The Canadian Anti-Monopoly Project’s report — From Plow to Pantry: Monopoly in the Canadian Food System — describes a “U-shaped power asymmetry,” with companies that buy inputs or purchase products at the upper ends, while “Canadian farmers are price-takers trapped in the middle.”
Andrew Nixon, one of the report’s authors, told a recent webinar that agricultural producers caught in this trend feel like they’re between “a rock and a hard place.”
Nixon noted that the price commodity squeeze has pushed some smaller producers to switch to selling higher-value products, but larger operations may be locked in by greater committed costs, like higher mortgages and more expensive equipment. He related one quote that summed up the dilemma, from a producer interviewed for the report who said their “vision in the last 25 years has been to basically take the path of least resistance on the easiest market.”
Farmers feeling trapped
“I’m talking about all farm organizations, farmers as a whole,” the producer continued. “And by doing that, we’ve now trapped ourselves. We’re basically following the map of the corporation.”
Cathy Holtslander, director of research and policy with the National Farmers Union, told the same webinar that similar consolidation a century ago gave rise to resistance by farmer organizations, which resulted in creation of the Canadian Wheat Board.
The report builds on one theme that is hammered on repeatedly in the national media — the rising price of groceries — while giving attention to the incessant pressure that industry consolidation places on Canadian farmers. For the most part, Canadians’ anger has been directed at the grocery sector, as Canada’s three top grocery companies have increased profits by 50 per cent in the past four years, even while the number of Canadians accessing food banks rose 78.5 per cent. The high profits in recent years has been the focus of several parliamentary hearings.
But when it comes to consolidation on the other side of the food system, regulators have been less visibly proactive — with 31 significant mergers and acquisitions reviewed by Canada’s Competition Bureau since 2000. None of those mergers have been blocked.
Mergers continue
Meanwhile, a possible merger of agri-business giants Bunge and Viterra is currently pending.
The ongoing consolidation undermines farmer autonomy by removing options for purchasing inputs and by slowing research and development. Ultimately, they constrict the options available to producers. At the same time, companies are profiting from farmers’ personal data that is now also being resold by equipment manufacturers and seed and chemical companies to inform yield and weather data sets.

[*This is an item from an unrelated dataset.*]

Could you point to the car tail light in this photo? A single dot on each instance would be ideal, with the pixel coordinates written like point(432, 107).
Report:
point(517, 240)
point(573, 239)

Opportunities for selling products is also limited as Canadian grain trading and port terminal capacity is largely concentrated among four companies: Richardson, G3, Cargill and Viterra. That consolidation will only become more acute if the pending Bunge-Viterra merger proceeds.
“All along the agricultural supply chain, Canadian consumers, producers and entrepreneurs face fewer choices and are forced to contend with domestic and global giants,” the Canadian Anti-Monopoly Project reports.
“While the sticker shock now familiar to Canadians is one consequence of this path, there are more subtle ways in which consolidation of the supply chain causes harm.”